HMCS Shawinigan was in service from 1941 to 1944. [Wikimedia]

After the ferry SS Caribou was sunk by a U-boat in October 1942 with a loss of 137, including many women and children, the navy provided escorts to ensure the safety of passengers.

Near the end of the war, HMCS Shawinigan was in Cabot Strait off Newfoundland. The corvette was not new to escort duty. Commissioned in late 1941, Shawinigan spent two years escorting convoys back and forth across the Atlantic. In 1944, it began escort duty in home waters, seeing East Coast ferries safely to and from port and patrolling for submarines.

U-boats had been a danger in the Gulf of Saint Lawrence since 1942. “The Royal Canadian Navy established a routine of patrolling the Maritime coasts, but could not prevent the loss of 15 merchant and naval vessels,” wrote Gordon Laco in The Search for the HMCS Shawinigan.

Shawinigan and the U.S. coast guard cutter Sassafras safely escorted a ferry from Sydney, N.S., to Channel-Port aux Basques, N.L., on Nov. 24, 1944. Then the Canadian ship left on an overnight anti-submarine patrol, its commander Lieutenant William J. Jones intending to return to escort the ferry on the return trip the next day.

“The GNAT [German Navy Acoustic Torpedo] followed our Shawinigan for several minutes.”

Instead, in the early hours of Nov. 25, it crossed paths with a U-boat.

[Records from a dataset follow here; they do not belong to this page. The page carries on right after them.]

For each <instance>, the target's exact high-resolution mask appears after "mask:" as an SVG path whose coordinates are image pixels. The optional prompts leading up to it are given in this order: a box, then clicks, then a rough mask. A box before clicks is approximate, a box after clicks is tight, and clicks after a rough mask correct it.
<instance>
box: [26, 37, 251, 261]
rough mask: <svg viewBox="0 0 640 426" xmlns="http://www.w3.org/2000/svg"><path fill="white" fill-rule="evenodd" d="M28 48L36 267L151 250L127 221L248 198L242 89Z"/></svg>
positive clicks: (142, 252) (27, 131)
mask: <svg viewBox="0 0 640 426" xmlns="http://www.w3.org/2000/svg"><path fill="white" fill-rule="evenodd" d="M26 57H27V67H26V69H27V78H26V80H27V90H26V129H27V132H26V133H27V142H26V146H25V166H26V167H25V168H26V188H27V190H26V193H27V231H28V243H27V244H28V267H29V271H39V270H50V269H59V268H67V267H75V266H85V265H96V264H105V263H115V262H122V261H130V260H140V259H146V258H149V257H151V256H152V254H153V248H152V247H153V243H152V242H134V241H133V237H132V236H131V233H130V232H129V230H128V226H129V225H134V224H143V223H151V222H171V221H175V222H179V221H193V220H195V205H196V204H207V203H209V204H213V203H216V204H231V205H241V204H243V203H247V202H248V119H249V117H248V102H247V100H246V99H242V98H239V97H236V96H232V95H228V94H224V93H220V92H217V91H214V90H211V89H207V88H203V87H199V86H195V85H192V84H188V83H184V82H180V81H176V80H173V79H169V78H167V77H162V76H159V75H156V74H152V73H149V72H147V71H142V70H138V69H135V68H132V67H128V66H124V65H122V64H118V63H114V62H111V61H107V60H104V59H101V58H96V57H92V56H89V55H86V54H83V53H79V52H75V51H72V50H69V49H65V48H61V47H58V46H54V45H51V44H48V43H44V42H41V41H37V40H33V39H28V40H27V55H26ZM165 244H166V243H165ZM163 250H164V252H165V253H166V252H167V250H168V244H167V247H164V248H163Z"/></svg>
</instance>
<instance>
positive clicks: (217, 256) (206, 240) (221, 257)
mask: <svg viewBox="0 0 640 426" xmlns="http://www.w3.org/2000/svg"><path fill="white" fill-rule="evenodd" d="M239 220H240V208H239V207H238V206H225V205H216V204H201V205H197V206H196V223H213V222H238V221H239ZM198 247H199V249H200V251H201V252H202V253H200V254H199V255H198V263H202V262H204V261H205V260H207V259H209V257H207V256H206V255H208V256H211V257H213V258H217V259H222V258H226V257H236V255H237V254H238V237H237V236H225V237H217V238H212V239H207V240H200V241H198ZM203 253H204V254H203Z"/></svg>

The captain of U-1228, Friedrich-Wilhelm Marienfeld, had decided to return to his base in Norway rather than continue his mission in Canadian waters due to a damaged snorkel that could not be repaired. He had already turned for home when Shawinigan was spotted, and he could not resist his first engagement with the enemy.

Marienfeld ordered the firing of a GNAT acoustic torpedo. “These dreaded weapons were specifically designed for killing submarine hunters, which were often difficult to hit due to their smaller size and erratic courses,” wrote Laco.

In the next few minutes, all 91 aboard Shawinigan were lost in the explosion and sinking, the greatest loss of life for the Royal Canadian Navy during the Battle of the St. Lawrence.

A monument in Shawinigan, Que., in memory of the crew of HMCS Shawinigan. [Wikimedia]

U-1228 then returned to Norway. In May 1945, it set out again but engaged in no action prior to the German surrender. It surrendered to the U.S. Navy at Portsmouth, New Hampshire. Its logs revealed it had sunk a ship off the coast of Newfoundland on the date Shawinigan disappeared.

Shawinigan was the last ship lost in that battle, and at first its fate was a mystery, although flotsam and half a dozen bodies were eventually found.

“The GNAT [German Navy Acoustic Torpedo] followed our Shawinigan for several minutes, closed in on her despite her defensive zigzag courses, and struck her,” wrote Laco. “The location could have been in a circle of many square kilometres.”

Despite many attempts to find the corvette using magnetic surveys, sonar and the latest equipment, Shawinigan’s resting place has not been found.